Ross appears to be the latest casualty in the government’s efforts to take complete control over the paper. Well-meaning reporters and editors at the paper have over the years tried to squeeze past the censors articles that accurately portray the country’s situation, if in subtle ways. It appears that such attempts will no longer be tolerated.
During the elections, the government allowed a slight opening in space and permitted some interviews with candidates and opinion pieces in various local media outlets, according to journalists inside the country and working in Thailand. There was also more space immediately after the release in November of Nobel laureate and Burmese democracy icon Aung San Suu Kyi.
That time has ended. In addition to Ross’ arrest, the government has recently made other moves to crack down on the press and independent voices. Journalists were not allowed to cover the opening of parliament or other political happenings.

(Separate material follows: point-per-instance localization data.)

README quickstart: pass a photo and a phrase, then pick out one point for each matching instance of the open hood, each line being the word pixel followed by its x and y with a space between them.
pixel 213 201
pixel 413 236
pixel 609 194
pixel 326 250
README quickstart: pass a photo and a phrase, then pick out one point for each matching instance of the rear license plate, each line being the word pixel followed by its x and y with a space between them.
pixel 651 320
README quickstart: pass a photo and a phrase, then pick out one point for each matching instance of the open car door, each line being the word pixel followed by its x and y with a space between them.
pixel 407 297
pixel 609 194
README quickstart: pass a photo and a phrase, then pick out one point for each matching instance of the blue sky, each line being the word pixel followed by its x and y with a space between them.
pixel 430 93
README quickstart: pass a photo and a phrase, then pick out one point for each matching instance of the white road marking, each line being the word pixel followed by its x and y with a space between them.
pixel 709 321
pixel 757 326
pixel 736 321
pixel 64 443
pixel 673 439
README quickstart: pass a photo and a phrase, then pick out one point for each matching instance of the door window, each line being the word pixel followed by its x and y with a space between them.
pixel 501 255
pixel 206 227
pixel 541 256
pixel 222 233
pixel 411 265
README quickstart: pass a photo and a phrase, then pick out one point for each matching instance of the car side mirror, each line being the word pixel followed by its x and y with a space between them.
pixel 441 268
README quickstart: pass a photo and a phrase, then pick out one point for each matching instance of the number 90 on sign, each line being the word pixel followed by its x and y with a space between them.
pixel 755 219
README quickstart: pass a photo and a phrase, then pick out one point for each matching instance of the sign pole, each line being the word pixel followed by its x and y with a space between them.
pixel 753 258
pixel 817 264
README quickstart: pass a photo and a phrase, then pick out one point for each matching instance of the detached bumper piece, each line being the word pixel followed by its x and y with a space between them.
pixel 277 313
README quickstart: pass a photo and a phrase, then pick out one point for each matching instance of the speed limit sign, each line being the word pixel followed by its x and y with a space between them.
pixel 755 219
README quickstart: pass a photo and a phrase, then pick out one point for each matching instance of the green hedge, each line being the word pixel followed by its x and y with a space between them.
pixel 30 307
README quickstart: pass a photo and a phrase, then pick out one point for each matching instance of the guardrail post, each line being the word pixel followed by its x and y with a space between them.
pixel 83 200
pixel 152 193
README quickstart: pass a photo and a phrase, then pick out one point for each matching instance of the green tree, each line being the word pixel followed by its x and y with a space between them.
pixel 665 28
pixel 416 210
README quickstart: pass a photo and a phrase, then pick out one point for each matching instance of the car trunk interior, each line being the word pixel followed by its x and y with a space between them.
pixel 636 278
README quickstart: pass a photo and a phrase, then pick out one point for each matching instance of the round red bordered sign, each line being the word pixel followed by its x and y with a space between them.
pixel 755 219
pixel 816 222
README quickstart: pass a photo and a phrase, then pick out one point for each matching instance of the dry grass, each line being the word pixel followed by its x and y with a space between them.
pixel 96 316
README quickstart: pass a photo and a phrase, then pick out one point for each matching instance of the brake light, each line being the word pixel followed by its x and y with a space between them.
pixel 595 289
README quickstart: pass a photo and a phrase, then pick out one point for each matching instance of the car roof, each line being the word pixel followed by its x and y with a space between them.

“The censors allowed publication of Suu Kyi's pics in the very first months [after her release],” a former Myanmar Times journalist emailed GlobalPost. “However, not these days.”
Ross, who is also the publisher of The Phnom Penh Post, has a court hearing on Feb. 24. He faces five years in prison if convicted on immigration violations and could be there longer if the regime chooses to press other charges.
Lintner does not think the generals would imprison him for long.
“They don't want him there,” Lintner wrote, “but they would want to give everybody else a scare.”